The United States owes a national debt totaling $14 trillion. The nation is on the brink of defaulting on that accumulated debt – failing to pay the principal and interest that falls due. The US Treasury calculates that default will occur on August 2, 2011 unless it is given the authority to borrow more money. It is probably a good idea that we learn just who we owe the money to so we can figure out just who it is that we will be stiffing next Tuesday.
The largest single holder of the United States National Debt is the Social Security Trust Fund which holds $2.67 Trillion, or about 19% of the total. That is right, the largest single creditor that the United States has is the Social Security System itself and through the system the present and future Social Security beneficiaries; you and I and every other American wage earner who has paid into the system are the United States largest creditors.
That is why the Republican plan to “cut the deficit” by cutting the payments to Social Security beneficiaries – what they call euphemistically “entitlements” – is utter nonsense. Reducing Social Security payments won’t do anything to reduce the national government’s operating deficit. All it would do is increase the amount the Social Security Trust Funds invests in the national debt; increasing the stake it holds in the debt.
The second largest creditor of the United States is the US Treasury itself holding $1.63 Trillion or 11.3% of the total. Those funds have come from such earmarked tax revenues as motor fuel tax deposited into the various Federal trust funds that are earmarked for our roads and bridges; our seaports and airports; and our waterways, rivers, and canals. They represent our present and future investments in our vital transportation infrastructure.
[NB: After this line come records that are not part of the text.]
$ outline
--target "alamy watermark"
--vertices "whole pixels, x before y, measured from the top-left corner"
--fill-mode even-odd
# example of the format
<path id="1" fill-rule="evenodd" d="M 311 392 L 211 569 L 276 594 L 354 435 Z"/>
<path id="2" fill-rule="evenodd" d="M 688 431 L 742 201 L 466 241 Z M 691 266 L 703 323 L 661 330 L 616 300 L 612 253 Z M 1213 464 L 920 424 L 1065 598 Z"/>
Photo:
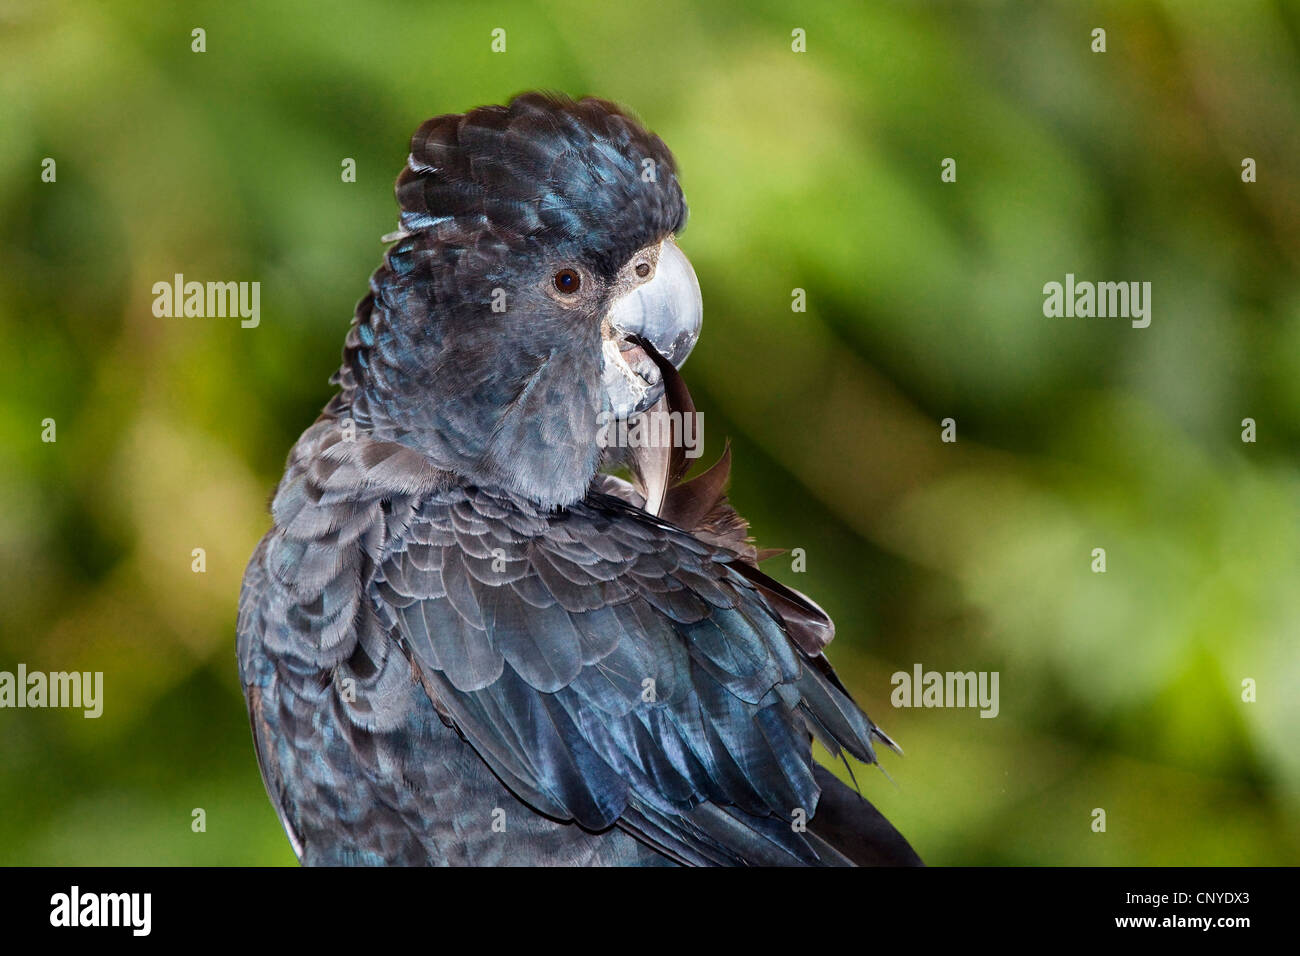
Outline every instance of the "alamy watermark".
<path id="1" fill-rule="evenodd" d="M 262 321 L 262 283 L 186 282 L 176 273 L 171 282 L 153 284 L 153 314 L 160 319 L 224 319 L 255 329 Z"/>
<path id="2" fill-rule="evenodd" d="M 681 448 L 687 458 L 704 454 L 703 412 L 643 412 L 629 419 L 601 412 L 596 424 L 601 448 Z"/>
<path id="3" fill-rule="evenodd" d="M 71 707 L 94 718 L 104 712 L 103 671 L 0 671 L 0 707 Z"/>
<path id="4" fill-rule="evenodd" d="M 50 897 L 51 926 L 119 926 L 133 936 L 148 936 L 152 914 L 152 893 L 83 893 L 73 886 Z"/>
<path id="5" fill-rule="evenodd" d="M 895 707 L 978 707 L 981 717 L 996 717 L 1000 709 L 997 671 L 927 671 L 915 664 L 889 682 Z"/>
<path id="6" fill-rule="evenodd" d="M 1043 315 L 1050 319 L 1097 317 L 1131 319 L 1135 329 L 1151 324 L 1150 282 L 1075 282 L 1068 272 L 1065 283 L 1043 286 Z"/>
State and local governments together with public and private pension plans account for $1.33 trillion or 9.2% of the whole. 11% is held by U.S. citizens either directly or through mutual or money market funds. Just over 50% of the national debt is owned by the American people, either directly or through their governments — $7 trillion that we collectively owe to ourselves. If our government – if the Congress permits our government to default on our national debt it will be the American people who bear the brunt of the blow and the impact will send ripples of economic pain through the nation first and then the rest of the world. Recovery from that economic tsunami will take generations and may bring down the Republic.